I wish I had a cottage snug and neat

Upon the top of many-fountained Ide,

That I might thence, in holy fervour, greet

The bright-gowned Morning tripping up her side:
And when the low Sun's glory-buskined feet

Walk on the blue wave of the Egean tide,

Oh, I would kneel me down, and worship there

The God who garnished out a world so bright and fair!

The saffron-elbowed Morning up the slope
Of heaven canaries in her jewelled shoes,
And throws o'er Kelly-law's sheep-nibbled top
Her golden apron dripping kindly dews;
And never, since she first began to hop

Up heaven's blue causeway, of her beams profuse,
Shone there a dawn so glorious and so gay,
As shines the merry dawn of Anster market-day.

Round through the vast circumference of sky
One speck of small cloud cannot eye behold,
Save in the east some fleeces bright of dye,
That stripe the hem of heaven with woolly gold,
Whereon are happy angels wout to lie

Lolling, in amaranthine flowers enrolled,

That they may spy the precious light of God,

Flung from the blessed east o'er the fair Earth abroad.

The fair Earth laughs through all her boundless range,
Heaving her green hills high to greet the beam;
City and village, steeple, cot, and grange,

Gilt as with Nature's purest leaf-gold seem;
The heaths and upland muirs, and fallows, change
Their barren brown into a ruddy gleam,

And on ten thousand dew-bent leaves and sprays,
Twinkle ten thousand suns, and fling their pretty rays.

Up from their nests and fields of tender corn
Full merrily the little skylarks spring,
And on their dew-bedabbled pinions borne,
Mount to the heavens blue keystone flickering;
They turn their plume-soft bosoms to the morn,
And hail the genial light, and cheer'ly sing;
Echo the gladsome hills and valleys round,
As half the bells of Fife ring loud and swell the sound
For when the first upsloping ray was flung
On Anster steeple's swallow-harbouring top,
Its bell and all the bells around were rung
Sonorous, jangling, loud, without a stop;
For, toilingly, each bitter beadle swung,

Even till he smoked with sweat, his greasy rope,
And almost broke his bell-wheel, ushering in
The morn of Anster Fair with tinkle-tankling din.
And, from our steeple's pinnacle outspread,

The town's long colours flare and flop on high,
Whose anchor. blazoned fair in green and red,
Curls, pliant to each breeze that whistles by;
Whilst on the boltsprit, stern, and topmast head
Of brig and sloop that in the harbour lie,
Streams the red gaudery of flags in air,

All to salute and grace the morn of Anster Fair.

The description of the heroine is passionate and imaginative.

Description of Maggie Lauder.

Her form was as the Morning's blithesome star,
That, capped with lustrous coronet of beams,
Rides up the dawning orient in her car,

New-washed, and doubly fulgent from the streams

The Chaldee shepherd eyes her light afar,
And on his knees adores her as she gleams;
So shone the stately form of Maggie Lauder,

And so the admiring crowds pay homage and applaud her.
Each little step her trampling palfrey took,
Shaked her inajestic person into grace,
And as at times his glossy sides she strook
Endearingly with whip's green silken lace-
The prancer seemed to court such kind rebuke,
Loitering with wilful tardiness of pace-

By Jove, the very waving of her arm

Had power a brutish lout to unbrutify and charm!

Her face was as the summer cloud, whereon
The dawning sun delights to rest his rays!
Compared with it, old Sharon's vale, o'ergrown
With flaunting roses, had resigned its praise;
For why?

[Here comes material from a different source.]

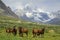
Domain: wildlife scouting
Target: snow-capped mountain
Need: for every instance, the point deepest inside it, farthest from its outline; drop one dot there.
(56, 20)
(35, 15)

Her face with heaven's own roses shone,
Mocking the morn, and witching men to gaze;

And he that gazed with cold unsmitten soul,

That blockhead's heart was ice thrice baked beneath the Pole.

Her locks, apparent tufts of wiry gold,

Lay on her lily temples, fairly dangling,
And on each hair, so harmless to behold,

A lover's soul hung mercilessly strangling;

The piping silly zephyrs vied to unfold

The tresses in their arms so slim and tangling,
And thrid in sport these lover-noosing snares,
And played at hide-and-seck amid the golden hairs.

Her eye was as an honoured palace, where

A choir of lightsome Graces frisk and dance;
What object drew her gaze, how mean soe'er,
Got dignity and honour from the glance;
Woe to the inan on whom she unaware

Did the dear witchery of her eye elance!
"Twas such a thrilling, killing, keen regard-

May Heaven from such a look preserve each tender bard!

His humour and lively characteristic painting are well displayed in the account of the different parties who, gay and fantastic, flock to the fair, as Chaucer's, pilgrims did to the shrine of Thomas à Becket.

Parties travelling to the Fair.

Comes next from Ross-shire and from Sutherland
The horny-knuckled kilted Highlandman:
From where upon the rocky Caithness strand
Breaks the long wave that at the Pole began,
And where Lochflne from her prolific sand

Her herrings gives to feed each bordering clan,
Arrive the brogue-shod men of generous eye,
Plaided and breechless all, with Esau's hairy thigh.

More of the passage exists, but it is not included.